Much of the book focuses on the definitions of obscenity that such authorities applied, and the views about the relations between reading and interior life that animated them. Chapter 1 examines the origins of secular obscenity law in the late eighteenth and early nineteenth centuries. In this section, Leonard shows how trafficking obscenity was positioned in relation to other infractions in various jurisdictions, and how obscene works were seen to act on readers by stirring up excitement and inner disorder — conditions that, many authorities worried, inspired social unrest. Here, as in much of the book, Leonard’s evidence is weighted toward the Prussian context: throughout, she draws on the records of the Prussian Interior Ministry and the Prussian Censorship Board more than the less extensive sources extant from other jurisdictions. Because of Prussia’s interest in trans-border trade, though, these records reveal a surprising amount about debates surrounding obscenity elsewhere.

Subsequent chapters examine the category of obszöne und unzüchtige Schriften as it was codified in the 1830s and 1840s, and reframed after unification in the 1860s and 1870s. Chapter 4 traces how political and sexual print offences gradually became separate over the century, while Chapter 5 explores how concerns about the physiological effects of print on the “nerves” replaced earlier concerns about the disordering effects of reading on imagination and reason: with this shift, the threat of obscenity became its power to deplete the social body, in contrast to earlier concerns about its incitement of destructive enthusiasm. These sections reveal important continuities in changing conceptions and treatments of obscenity across the West in the nineteenth century, while highlighting the particularities of the German context.
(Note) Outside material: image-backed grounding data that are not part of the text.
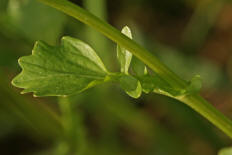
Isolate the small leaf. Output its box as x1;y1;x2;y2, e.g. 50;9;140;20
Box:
119;75;142;98
12;36;109;97
117;26;133;74
139;74;202;97
218;147;232;155
131;57;147;76
139;75;180;96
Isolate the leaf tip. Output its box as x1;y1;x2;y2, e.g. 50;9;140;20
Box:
32;40;47;55
121;26;132;39
61;36;70;41
11;72;22;87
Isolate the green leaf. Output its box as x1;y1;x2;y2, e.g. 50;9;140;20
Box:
119;75;142;98
139;75;181;96
218;147;232;155
131;56;147;76
12;36;109;97
8;0;66;44
117;26;133;74
139;74;202;97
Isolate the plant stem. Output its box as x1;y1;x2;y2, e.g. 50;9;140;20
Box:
179;95;232;138
38;0;232;139
58;97;86;154
58;97;72;133
58;97;74;154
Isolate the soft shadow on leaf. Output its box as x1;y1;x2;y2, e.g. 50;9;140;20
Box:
12;36;109;97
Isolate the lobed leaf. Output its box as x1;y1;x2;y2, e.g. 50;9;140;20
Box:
12;36;109;97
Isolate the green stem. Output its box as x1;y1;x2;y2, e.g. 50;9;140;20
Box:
38;0;232;139
179;95;232;138
58;97;73;154
58;97;72;132
58;97;86;154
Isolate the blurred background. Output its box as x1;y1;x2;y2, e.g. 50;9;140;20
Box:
0;0;232;154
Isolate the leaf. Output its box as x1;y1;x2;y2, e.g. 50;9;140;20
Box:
139;75;181;96
12;36;109;97
218;147;232;155
8;0;66;44
117;26;133;74
139;74;202;97
131;56;147;76
119;75;142;98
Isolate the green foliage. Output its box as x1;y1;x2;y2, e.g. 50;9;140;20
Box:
119;74;142;98
139;74;180;96
139;74;202;97
35;0;232;140
117;26;133;74
117;26;142;98
12;36;109;97
12;26;202;99
1;0;232;154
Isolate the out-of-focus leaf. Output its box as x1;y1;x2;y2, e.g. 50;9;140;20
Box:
8;0;66;44
0;0;8;11
117;26;133;74
12;36;109;97
154;43;224;88
219;147;232;155
182;0;225;52
119;74;142;98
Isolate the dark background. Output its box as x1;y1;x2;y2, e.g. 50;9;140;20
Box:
0;0;232;154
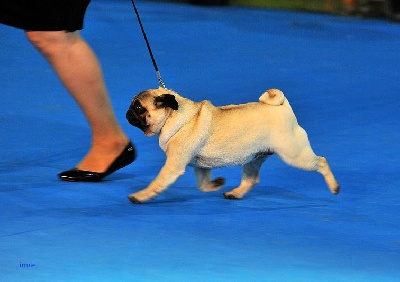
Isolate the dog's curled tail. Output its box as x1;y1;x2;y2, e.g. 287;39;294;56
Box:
259;89;285;106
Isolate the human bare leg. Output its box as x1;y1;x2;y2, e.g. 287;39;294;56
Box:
25;31;134;177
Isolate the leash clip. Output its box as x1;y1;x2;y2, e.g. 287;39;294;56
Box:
157;71;166;89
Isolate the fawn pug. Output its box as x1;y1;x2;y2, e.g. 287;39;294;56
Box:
126;87;339;203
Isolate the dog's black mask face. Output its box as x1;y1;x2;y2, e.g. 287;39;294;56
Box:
126;99;149;132
126;92;179;135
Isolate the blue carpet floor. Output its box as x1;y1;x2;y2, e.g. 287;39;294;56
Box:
1;0;399;281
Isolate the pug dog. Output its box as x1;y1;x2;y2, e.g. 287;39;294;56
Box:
126;87;339;203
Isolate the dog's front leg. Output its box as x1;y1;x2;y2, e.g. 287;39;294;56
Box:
128;158;187;203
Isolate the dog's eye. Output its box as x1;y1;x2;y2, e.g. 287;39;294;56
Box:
133;101;146;115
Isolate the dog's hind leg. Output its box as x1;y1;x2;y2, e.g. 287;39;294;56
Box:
275;127;340;195
224;154;269;200
316;157;340;194
195;167;225;192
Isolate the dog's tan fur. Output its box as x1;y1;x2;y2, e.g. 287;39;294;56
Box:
127;87;339;203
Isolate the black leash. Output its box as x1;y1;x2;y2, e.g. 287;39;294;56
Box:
130;0;166;89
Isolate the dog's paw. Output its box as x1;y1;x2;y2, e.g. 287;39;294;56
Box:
223;192;242;200
200;177;226;192
331;185;340;195
128;189;159;203
212;177;225;187
128;194;143;204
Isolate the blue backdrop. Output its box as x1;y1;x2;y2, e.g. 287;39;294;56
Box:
0;0;399;280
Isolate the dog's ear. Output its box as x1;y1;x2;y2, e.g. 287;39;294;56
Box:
154;94;179;110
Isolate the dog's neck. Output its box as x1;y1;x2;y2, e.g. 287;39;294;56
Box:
158;94;201;151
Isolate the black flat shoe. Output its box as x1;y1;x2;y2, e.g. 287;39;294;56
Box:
58;141;136;182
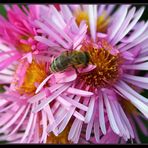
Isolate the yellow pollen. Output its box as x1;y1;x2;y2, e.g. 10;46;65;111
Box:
46;122;72;144
75;10;110;33
79;40;122;89
17;36;33;53
19;43;32;53
18;60;47;95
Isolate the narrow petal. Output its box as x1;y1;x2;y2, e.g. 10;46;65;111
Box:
35;74;53;94
118;103;135;138
35;20;69;48
0;106;26;132
118;80;148;103
122;21;148;43
61;94;88;111
9;105;31;135
20;106;35;143
122;62;148;70
108;5;129;41
84;96;95;123
103;92;120;135
110;100;130;138
86;112;95;141
88;5;97;41
66;87;93;97
99;92;106;134
0;54;21;70
115;82;148;118
111;7;136;45
33;83;71;112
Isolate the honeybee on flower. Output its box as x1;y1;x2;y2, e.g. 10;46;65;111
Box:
32;4;148;143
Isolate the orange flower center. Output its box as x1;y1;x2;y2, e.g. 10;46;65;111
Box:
78;39;122;89
13;60;47;95
17;36;34;53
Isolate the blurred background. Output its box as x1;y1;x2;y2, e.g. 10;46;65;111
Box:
0;4;147;144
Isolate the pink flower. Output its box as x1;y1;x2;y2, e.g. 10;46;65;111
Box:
0;57;53;143
0;5;55;143
0;4;48;71
31;4;148;143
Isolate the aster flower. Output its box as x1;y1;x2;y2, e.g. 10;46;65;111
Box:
0;5;56;143
0;4;92;143
0;57;51;143
0;4;49;71
30;4;148;143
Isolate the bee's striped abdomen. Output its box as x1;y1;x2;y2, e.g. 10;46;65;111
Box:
50;50;89;73
50;52;70;72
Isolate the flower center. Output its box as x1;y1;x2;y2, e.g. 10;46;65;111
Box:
12;59;47;95
19;43;32;53
78;39;122;89
46;122;72;144
75;10;110;33
17;36;35;53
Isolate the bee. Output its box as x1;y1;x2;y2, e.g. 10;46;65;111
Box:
50;50;90;73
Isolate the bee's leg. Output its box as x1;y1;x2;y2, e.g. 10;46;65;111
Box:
72;65;79;74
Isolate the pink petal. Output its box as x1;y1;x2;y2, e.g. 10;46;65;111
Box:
35;36;58;47
118;103;135;138
40;111;47;143
22;52;32;64
118;80;148;103
35;20;69;48
79;64;96;73
0;54;21;70
60;94;88;111
66;87;93;97
122;51;134;60
56;95;71;108
0;106;26;132
97;32;107;38
84;96;95;123
111;7;136;45
42;14;72;43
47;108;68;133
108;5;129;41
115;82;148;118
86;101;96;140
122;62;148;70
54;70;77;83
33;83;71;112
103;92;120;135
99;91;106;134
88;5;97;41
122;21;148;43
9;105;31;135
35;74;53;94
26;112;38;143
20;106;34;143
110;101;130;138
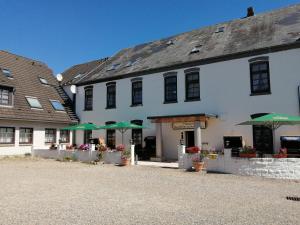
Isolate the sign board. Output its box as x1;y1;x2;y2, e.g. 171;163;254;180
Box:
172;122;194;130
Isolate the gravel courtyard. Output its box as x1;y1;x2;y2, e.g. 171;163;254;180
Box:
0;158;299;225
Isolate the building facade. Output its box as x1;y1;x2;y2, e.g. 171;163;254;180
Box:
0;51;77;155
63;4;300;161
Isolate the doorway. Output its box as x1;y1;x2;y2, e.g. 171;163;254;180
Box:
251;113;273;154
185;131;195;147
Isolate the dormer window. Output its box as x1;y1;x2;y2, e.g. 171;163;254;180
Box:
39;77;48;85
50;100;64;111
0;86;13;106
26;96;43;109
106;63;121;71
1;68;12;78
167;40;174;46
215;26;225;33
74;74;83;79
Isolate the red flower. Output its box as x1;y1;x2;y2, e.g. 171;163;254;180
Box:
186;146;200;154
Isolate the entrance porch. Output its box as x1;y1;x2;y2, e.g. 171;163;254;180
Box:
147;113;218;161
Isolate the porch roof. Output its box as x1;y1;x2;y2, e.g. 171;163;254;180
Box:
147;113;218;123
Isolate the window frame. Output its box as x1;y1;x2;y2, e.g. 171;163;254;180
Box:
185;69;200;101
0;127;15;144
26;96;43;109
131;120;143;147
50;100;65;111
131;79;143;106
59;130;70;143
164;72;177;104
106;82;116;109
0;86;13;106
84;86;93;111
105;121;116;149
1;68;13;78
249;60;271;96
39;77;48;85
83;130;92;144
19;127;33;145
45;128;57;144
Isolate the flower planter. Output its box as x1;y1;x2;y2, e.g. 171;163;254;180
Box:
121;158;130;166
193;162;204;172
273;154;287;158
239;153;256;158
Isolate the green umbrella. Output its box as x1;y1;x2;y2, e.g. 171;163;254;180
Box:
61;123;99;130
98;121;146;144
238;113;300;152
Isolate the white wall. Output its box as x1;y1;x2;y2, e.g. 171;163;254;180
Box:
0;120;71;156
75;49;300;159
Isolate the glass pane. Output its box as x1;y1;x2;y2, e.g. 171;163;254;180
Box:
51;100;64;111
26;97;42;109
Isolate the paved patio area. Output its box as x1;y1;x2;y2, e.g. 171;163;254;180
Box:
0;157;299;225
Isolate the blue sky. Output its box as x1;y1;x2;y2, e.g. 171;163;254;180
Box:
0;0;299;74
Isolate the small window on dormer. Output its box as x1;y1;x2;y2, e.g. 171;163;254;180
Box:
39;77;48;85
1;69;12;78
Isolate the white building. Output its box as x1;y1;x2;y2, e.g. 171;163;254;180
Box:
63;5;300;161
0;51;77;155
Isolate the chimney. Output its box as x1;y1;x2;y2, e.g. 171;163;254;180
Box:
247;7;254;17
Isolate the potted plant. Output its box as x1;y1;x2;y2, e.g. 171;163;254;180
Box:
192;153;205;172
116;144;125;151
186;146;200;154
239;146;256;158
121;149;131;166
79;144;89;151
273;148;288;158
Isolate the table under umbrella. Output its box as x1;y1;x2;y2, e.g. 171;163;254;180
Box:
97;121;147;144
237;113;300;153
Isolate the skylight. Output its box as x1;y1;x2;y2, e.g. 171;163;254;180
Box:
167;40;174;46
1;68;12;78
50;100;64;111
26;97;43;109
190;46;202;54
106;63;121;71
215;26;225;33
74;74;83;79
124;61;133;68
39;77;48;85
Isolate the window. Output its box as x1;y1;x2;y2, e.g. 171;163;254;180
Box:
19;128;33;144
45;128;56;143
131;120;143;150
0;127;15;144
164;73;177;103
0;87;13;106
39;77;48;85
106;121;116;149
84;86;93;111
131;80;142;106
190;45;202;54
1;68;12;78
60;130;70;143
84;130;92;144
185;71;200;101
50;100;64;111
26;97;43;109
106;82;116;109
249;60;271;95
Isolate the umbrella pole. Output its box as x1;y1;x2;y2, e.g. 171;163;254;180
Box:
272;127;276;154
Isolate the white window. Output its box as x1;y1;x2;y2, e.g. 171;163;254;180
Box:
26;97;43;109
45;128;56;143
50;100;64;111
0;127;15;144
19;128;33;144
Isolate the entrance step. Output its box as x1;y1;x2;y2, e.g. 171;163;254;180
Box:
137;161;178;168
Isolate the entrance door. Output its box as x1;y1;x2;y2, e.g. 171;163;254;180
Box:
251;113;273;154
185;131;195;147
253;126;273;154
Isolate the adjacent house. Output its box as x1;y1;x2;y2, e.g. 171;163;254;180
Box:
64;4;300;161
0;50;77;155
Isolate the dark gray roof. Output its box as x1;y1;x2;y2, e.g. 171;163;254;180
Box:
0;50;78;124
78;4;300;85
61;58;108;85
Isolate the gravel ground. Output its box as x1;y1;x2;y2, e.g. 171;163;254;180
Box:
0;157;299;225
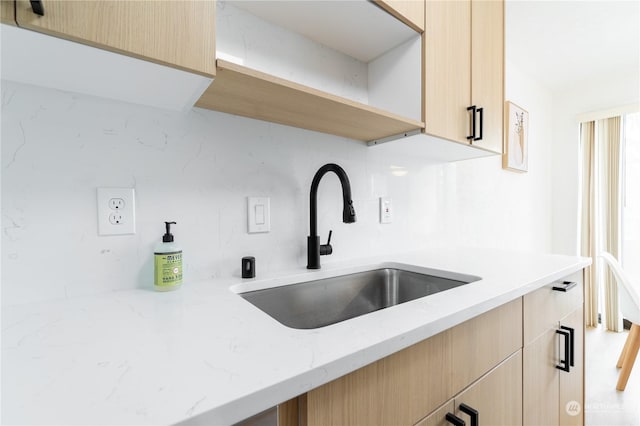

Other chapters focus more directly on the works themselves. Chapter 3 examines the authors, editors, and publishers of nineteenth-century erotic books and their defences of their wares, while Chapter 2 scrutinizes the material circulation of these and others works labelled obszöne und unzüchtige. This, for me, was the strongest and most generative part of the book. Leonard argues, compellingly, that obscenity was not just a matter of words on a page: relatively innocent works distributed along trade routes associated with poverty, crime, and immorality accrued these associations, while works that might, from their content alone, be expected to be censored were often not — due, Leonard suggests, to more favourable trade contexts. This is not a new idea in obscenity studies, but it is understudied, particularly for the period examined here. By positioning the links that authorities (and presumably other readers) made between trade contexts and obscenity both as more extensive and as more central to the practices of censorship than previous scholarship has suggested, Fragile Minds and Vulnerable Souls takes obscenity studies in a provocative new direction.